2.12.14

Contadores de histórias

Nick Cave and the Bad Seeds, "Higgs Bosom Blues", in https://www.youtube.com/watch?v=1GWsdqCYvgw
Nick Cave diz que os contadores de histórias oferecem aos outros a possibilidade de serem outro. Contar uma história, ou lê-la pela lente da subjetividade de quem a lê, é a possibilidade de saltarmos as ameias que muram o ser e sermos outra pessoa. Ou outras pessoas, consoante achemos que carecemos de múltiplas personalidades, numa digressão por heterónimos imaginados que metem os pés por territórios paralelos. Não sei se será por cansaço de quem se é, ou se é um exercício de desdobramento de personalidades por a individual ser pequena para abraçar tanto mundo.
Mas o contador de histórias pode não ter a necessidade de extravasar a sua personalidade, nem de imaginar, ao contar uma história, que é outra pessoa. Os custos de se ser quem é podem ser tantos que não há préstimo em querer ser um imaginado outro. A incógnita pode ser assustadora: quem assegura que o outro ideado não semeia outras apoquentações, não encontra embocadura noutras trivialidades que podem ser o ancoradouro da personalidade outra em que fundeia? O contador de histórias pode não querer açambarcar outras personalidades. Pode querer compreendê-las quando arremete pelo território que lhe é desconhecido. Não é querer ser quem retrata ao narrar uma história; será uma percepção de circunstâncias, talvez um deitar a adivinhar, num jogo em que o talvez ocupa a posição central no tabuleiro em que se encenam todas as peças.
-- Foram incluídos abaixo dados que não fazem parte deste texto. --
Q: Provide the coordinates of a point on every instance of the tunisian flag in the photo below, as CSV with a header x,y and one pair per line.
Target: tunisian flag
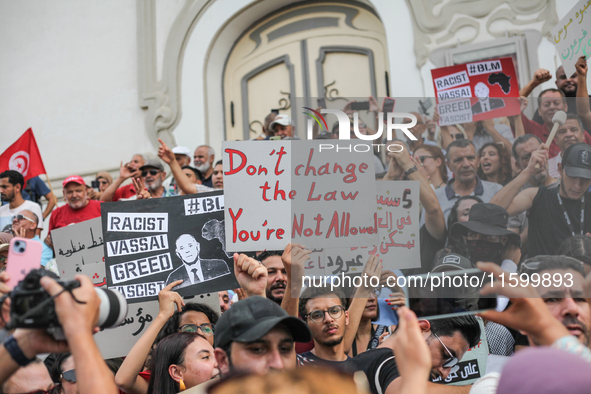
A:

O contador de histórias pode ser um observador, limitar-se a esse papel. Com a atenção metódica de observar gestos e palavras, ou um olhar enigmático que se disfarça numa cortina de sombras que escondem uma constelação de sentimentos, a bondade ou a maldade ensaiadas sem trejeitos, as cores e as formas telúricas que transpiram das paisagens, o que quer que seja. Ao contador de histórias sobra a quimera das palavras. Das palavras que ostentam o ouro da descrição e que deixam, em forma de legado, o impedimento das leituras uniformes. Porque quem as lê têm diferentes querenças, diferentes olhares diante do mesmo objeto ou sujeito representado nas palavras.
Não digo que não haja quem procure num enredo ser quem não é, tendo na narrativa um refúgio para uma dimensão paralela. Mas o juízo não tem valimento para todos os que se deitam a ser contadores de histórias. A imaginação pode ser um território fértil da experiência vertida na narrativa. O que não fermenta o desejo de experimentar o outro em cuja posição se podia pôr ao ser narrador da história.